In this case, Mr Thornton was a trainee agronomist who joined Bartholomews in 1997. Under his contract of employment from that time, Thornton was subject to a six month non-compete clause with regards to carrying out work for all of Bartholomew’s customers. As the clause was void at the point it was entered in to, the company could not rely on it 19 years later to restrain Thornton from working in a similar role at another company. This follows a similar decision in Pat Systems v Neilly [2012] IRLR 979.

Here the High Court also concluded that the restrictive covenant would have been void even if entered in to when Thornton became a senior employee. It restricted Thornton from undertaking work for any of Bartholomews’ clients regardless of his own dealings with them. On the facts, Thornton worked with just over 1% of the company’s clients (in terms of turnover) but the restriction had no personal nexus (whether that was working for and/or knowledge of the clients). Thus it was a broad, blanket restriction that was unenforceable.

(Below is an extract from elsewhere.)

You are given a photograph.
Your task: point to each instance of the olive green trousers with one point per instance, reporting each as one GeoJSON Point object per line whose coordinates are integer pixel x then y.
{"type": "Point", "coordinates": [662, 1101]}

Finally, the High Court considered whether a term allowing Thornton to be fully remunerated by Bartholomews during the six months of the restriction (a potential windfall for him as he would also receive salary from his new employer) made it enforecable. The answer was no as “it is contrary to public policy in effect to permit an employer to purchase a restraint”. Mention was made of a similar term (in that case in a severance agreement) that was found to be unenforceable in the case of JA Mont (UK) Ltd v Mills [1993] IRLR 1782.

Bartholomews’ application for interim injunctive relief was refused.

As a reminder: Restrictive covenants are void as restraint of trade other than where they are necessary to protect the legitimate business interests of a company. Restrictions should always be tailored to the individual’s role as at the time they are entered in to. To maximise the likelihood of enforceability the restrictions should be the minimum necessary for the particular legitimate business interests they are said to protect. However, it is still possible to protect a business with bespoke restrictions.